New way to assess the most dangerous domestic abuse perpetrators
Crime / Sun 5th Mar 2023 at 11:43am
“OUR commitment to Ashley is to do everything we can to ensure something like this can’t happen again”
That’s from a detective leading on the new way Essex Police assesses the risk posed by domestic abusers.
Nineteen year-old Ashley Wadsworth was murdered by her boyfriend – 23 year-old Jack Sepple – in Chelmsford on 1 February last year.
He was jailed for life with a minimum of 23 years in October.
A documentary about the case – Social Media Murders: The Murder of Ashley Wadsworth – went live on the streaming platform ITVX today (Thursday 2 March).
Sepple had subjected Ashley to an ongoing ordeal of abuse and violence which ultimately resulted in her death but no reports of abuse had been made to the police.
Detective Superintendent Matt Cornish has led this work: “Prior to Ashley’s death there’d been no reports to us of domestic abuse between her and Sepple, so we wanted to understand that and how the first report that came to us was a murder.
“We carried out a rapid debrief to understand their relationship and the abuse that went on, how this happened, what we could learn from it, and, more importantly, how we could stop it happening again.”
The rapid debrief system brings together all the different teams and departments involved in a situation or case together to identify learnings quickly after an incident has happened.
It is something Essex Police is leading the way on and been held up as best practice by the College of Policing.
As a result of this process, it was identified there could be a better way of identifying high-risk perpetrators and at-risk victims.
Det Supt Cornish continued: “Previously we’ve been using the nationally approved ‘Recency, Frequency, Gravity’ model for assessing the risk posed by domestic abuse perpetrators, which the majority of forces use.
“While this did identify repeat perpetrators, it didn’t specifically look for those risk indicators that we know are linked to domestic homicides such as coercion and control, stalking etc.
“Using this system Jack Sepple, despite being known to police, did not feature within the cohorts of identified perpetrators.
“Since Ashley’s tragic murder we reviewed how we use data to identify those ‘highest risk’ perpetrators, focussing on those which pose a threat to life by using indicators that academic research has shown are known risk indicators for domestic abuse homicide.
“We’re now looking more at the type of behaviour which might indicate there’s that increased risk, including coercive and controlling behaviour, stalking and a history of violence to name just a few.
“We’ve done this by reviewing previous cases of the most serious domestic abuse to identify the types of offending which is most prevalent and then we’ve weighted them accordingly.

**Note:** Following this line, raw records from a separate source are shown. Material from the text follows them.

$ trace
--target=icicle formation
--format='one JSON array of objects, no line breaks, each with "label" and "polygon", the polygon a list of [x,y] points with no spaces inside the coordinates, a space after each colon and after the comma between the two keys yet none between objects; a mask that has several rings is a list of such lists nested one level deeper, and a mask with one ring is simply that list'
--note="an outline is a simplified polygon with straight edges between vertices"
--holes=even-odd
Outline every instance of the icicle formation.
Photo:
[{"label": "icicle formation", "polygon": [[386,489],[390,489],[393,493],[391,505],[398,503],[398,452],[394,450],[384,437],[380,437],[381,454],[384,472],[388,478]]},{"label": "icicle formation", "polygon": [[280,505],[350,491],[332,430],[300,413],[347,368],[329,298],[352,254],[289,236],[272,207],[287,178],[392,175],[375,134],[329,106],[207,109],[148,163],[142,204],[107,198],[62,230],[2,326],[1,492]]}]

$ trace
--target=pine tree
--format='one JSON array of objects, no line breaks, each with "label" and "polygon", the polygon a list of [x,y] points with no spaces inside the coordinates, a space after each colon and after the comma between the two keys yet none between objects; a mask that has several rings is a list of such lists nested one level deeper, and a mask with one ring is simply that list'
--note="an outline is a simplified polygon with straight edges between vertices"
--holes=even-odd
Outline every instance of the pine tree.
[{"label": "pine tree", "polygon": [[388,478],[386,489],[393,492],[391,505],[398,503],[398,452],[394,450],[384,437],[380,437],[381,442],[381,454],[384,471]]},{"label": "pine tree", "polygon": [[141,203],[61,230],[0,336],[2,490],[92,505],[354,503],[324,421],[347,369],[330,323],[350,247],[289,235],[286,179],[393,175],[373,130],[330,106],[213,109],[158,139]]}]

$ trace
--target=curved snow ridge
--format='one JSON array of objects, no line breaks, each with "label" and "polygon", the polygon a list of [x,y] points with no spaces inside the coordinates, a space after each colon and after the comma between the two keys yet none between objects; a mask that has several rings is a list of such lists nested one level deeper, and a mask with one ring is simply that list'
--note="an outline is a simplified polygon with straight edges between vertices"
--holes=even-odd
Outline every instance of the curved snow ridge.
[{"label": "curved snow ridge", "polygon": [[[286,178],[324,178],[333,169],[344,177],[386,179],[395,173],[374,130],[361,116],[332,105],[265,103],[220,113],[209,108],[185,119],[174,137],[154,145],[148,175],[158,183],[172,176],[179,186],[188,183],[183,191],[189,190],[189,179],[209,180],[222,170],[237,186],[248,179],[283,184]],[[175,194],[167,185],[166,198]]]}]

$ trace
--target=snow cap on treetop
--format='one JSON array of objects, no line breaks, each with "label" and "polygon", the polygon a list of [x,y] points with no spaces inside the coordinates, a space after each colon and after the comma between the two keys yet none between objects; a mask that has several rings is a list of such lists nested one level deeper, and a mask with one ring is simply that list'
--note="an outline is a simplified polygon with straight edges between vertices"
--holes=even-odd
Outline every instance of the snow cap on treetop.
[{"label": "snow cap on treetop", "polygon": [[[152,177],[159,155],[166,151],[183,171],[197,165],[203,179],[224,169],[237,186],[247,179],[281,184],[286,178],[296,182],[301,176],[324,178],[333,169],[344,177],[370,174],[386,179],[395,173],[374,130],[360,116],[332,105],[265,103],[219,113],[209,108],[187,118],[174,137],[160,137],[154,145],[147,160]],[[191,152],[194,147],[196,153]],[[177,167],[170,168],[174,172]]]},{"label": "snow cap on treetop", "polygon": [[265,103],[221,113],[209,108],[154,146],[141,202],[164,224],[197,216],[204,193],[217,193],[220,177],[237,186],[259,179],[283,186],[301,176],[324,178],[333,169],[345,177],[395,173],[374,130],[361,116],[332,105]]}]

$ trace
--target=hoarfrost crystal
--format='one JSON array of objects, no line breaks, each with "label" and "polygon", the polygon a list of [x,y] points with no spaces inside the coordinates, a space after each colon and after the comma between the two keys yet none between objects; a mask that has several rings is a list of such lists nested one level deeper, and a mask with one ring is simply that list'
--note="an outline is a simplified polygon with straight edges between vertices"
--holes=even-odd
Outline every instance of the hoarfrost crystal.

“Using this information, we’ve created a database of people who pose the greatest risk and we’re able to manage them to reduce that risk, to prevent further homicides.
“We think this is a better way of assessing perpetrators because we’re identifying specific behaviour and offending, rather than just how recently and frequently they offended.
“So when we see that behaviour in others, it raises serious red flags and we can intervene.
“It’s a more nuanced approach and it’s based on evidence
And Det Supt Cornish says this approach is already having an impact:
“Recently, one of our Domestic Abuse Problem Solving Teams were notified that an individual ranked as posing the greatest danger on the database had absconded from the premises he was meant to be staying at.
“It wasn’t long before our detective work led us to him and he was arrested and swiftly returned to prison reducing the risk he posed.
“Sadly, domestic abuse happens every day but it’s a priority for us to tackle it and break the cycle of abuse.
“And we’re always looking for new ways to reduce the chance of someone becoming a victim and tackling offenders.
“We’ve shared our work with the College of Policing and the Home Office, and are keen to work with to independently evidence our approach so we continue to learn and improve it because our commitment to Ashley is to do everything we can to ensure something like this can’t happen again”.
I'm disgusted every time I read about poor Ashley Wadsworth. The Sepple criminal should be re-sentenced to whole life in prison. Only 23 years is shameful.